Und so könnte ablaufen: Horst Hansemann, kleiner Gewerbetreibender aus Pillnitz bei Dresden, will raus aus der rechten Szene. Weil ihn die anderen Demonstranten enttäuscht haben. Weil er nicht mehr neben Galgen herlaufen möchte. Weil er sein Leben ändern will. Er ist der klassische Pegida-Aussteiger, um die 47 Jahre alt, dem Alkohol eher zugeneigt, mit einer Geschichte, die zur Wendezeit in der DDR noch einmal neu begann. Hansemann glaubt an einen Vater Staat, der besser nicht da ist, er hatte nie Probleme mit Drogen, ist in zweiter Ehe verheiratet, fährt Volkswagen, er hat vier Angestellte und Angst vor zuviel Zuwanderung.
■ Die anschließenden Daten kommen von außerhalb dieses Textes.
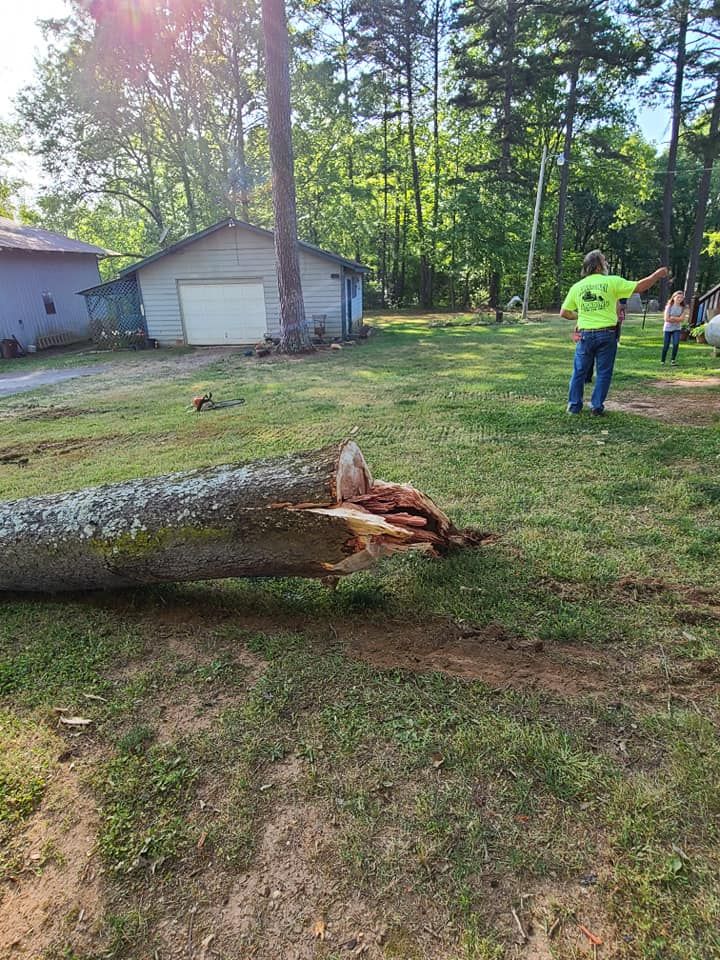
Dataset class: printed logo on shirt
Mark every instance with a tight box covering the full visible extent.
[580,283,608,313]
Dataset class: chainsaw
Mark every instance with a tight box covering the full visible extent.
[192,393,245,413]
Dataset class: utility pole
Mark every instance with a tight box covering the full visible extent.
[522,147,547,320]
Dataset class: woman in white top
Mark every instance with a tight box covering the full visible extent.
[660,290,685,367]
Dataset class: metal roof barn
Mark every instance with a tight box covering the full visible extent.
[82,219,368,346]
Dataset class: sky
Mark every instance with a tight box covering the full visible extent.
[0,0,668,194]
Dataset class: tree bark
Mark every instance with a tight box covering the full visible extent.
[685,76,720,303]
[553,61,580,307]
[0,441,464,593]
[659,0,689,310]
[262,0,313,353]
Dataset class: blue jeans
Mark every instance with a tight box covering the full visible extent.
[663,330,680,363]
[568,327,617,413]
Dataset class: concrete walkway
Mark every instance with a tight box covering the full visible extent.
[0,363,111,398]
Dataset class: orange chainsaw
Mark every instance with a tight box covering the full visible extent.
[192,393,245,413]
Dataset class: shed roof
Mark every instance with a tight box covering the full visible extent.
[118,217,370,277]
[0,217,112,257]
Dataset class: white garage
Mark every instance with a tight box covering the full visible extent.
[82,220,368,346]
[178,280,267,347]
45 Jahre war Hansemann, als er erste Kontakte zum rechtsextremen Faschisten-Milieu der Pegida-Populisten knüpfte. Immer wieder montags ließ er sich missbrauchen, er schrie "Lügenpresse" und sprach nicht mit Journalisten. Immerhin: Er behielt seinen Job - schon weil die Firma seine eigene ist. Das soll so bleiben, deshalb steht für Hansemann fest: Er steigt aus, für ihn war es das mit dem Meckern über die Regierung, dem Hass und dem Protest gegen notwendige staatliche Maßnahmen.

Jan ist ein Beispiel für einen Aussteiger, ein Durchschnitts-Neonazi, den es so nur der Vorstellung halber gibt. Rechtsextremismus und Pegidismus hingegen ist nicht erst nach den NSU-Morden allgegenwärtig. Gerhard S. will hier helfen. Das ist sein Job, denn der 52-Jährige ist der zuständige Sachbearbeiter der Bundesinformationsstelle gegen Extremismus (BIGE) bei der neuen Meinungsfreiheitsschutzabteilung desBundesblogampelamtes (BBAA) im mecklenburgischen Warin. S., ein großgewachsener, vertrauenerweckender Mann, kümmert sich um Ausstiegswillige und möchte aus Sicherheitsgründen anonym bleiben.

Was ist laut S. die größte Fehleinschätzung von Pegidisten? "Sie stammen nicht immer aus armen Familien und unteren Schichten. Manchmal sind die Eltern gut situiert, auch Abiturienten rutschen ab." Welches Vorurteil stimmt? Es sind vorrangig Männer, die gegen offene Grenzen wettern, Obergrenzen fordern und Einwanderer aus anderen Kulturen als Gefahr sehen. Frauen machen S. zufolge nach wie vor unter zehn Prozent aus.

In der Pegida-Szene ist bekannt, das es eine Aussteiger-Hotline gibt. Das Aussteigerprogramm beim BBAA soll Rechten, Rechtsradikalen, Rechtsextremen und Rechtsextremisten wie Hansemann einen Ausweg aufzeigen. Was es nicht soll und laut Gerhard S. auch nicht tut: Jan wird nicht nach Kameraden oder Vorgängen aus der Pegidisten-Szene befragt. Er soll in seinem Willen bestärkt und nicht ausgefragt werden. Infos über das Milieu beschafft sich nicht die Meinungsfreiheitsschutzabteilung, sondern der Verfassungsschutz. der habe, sagt S., dazu seine eigenen Quellen und Methoden.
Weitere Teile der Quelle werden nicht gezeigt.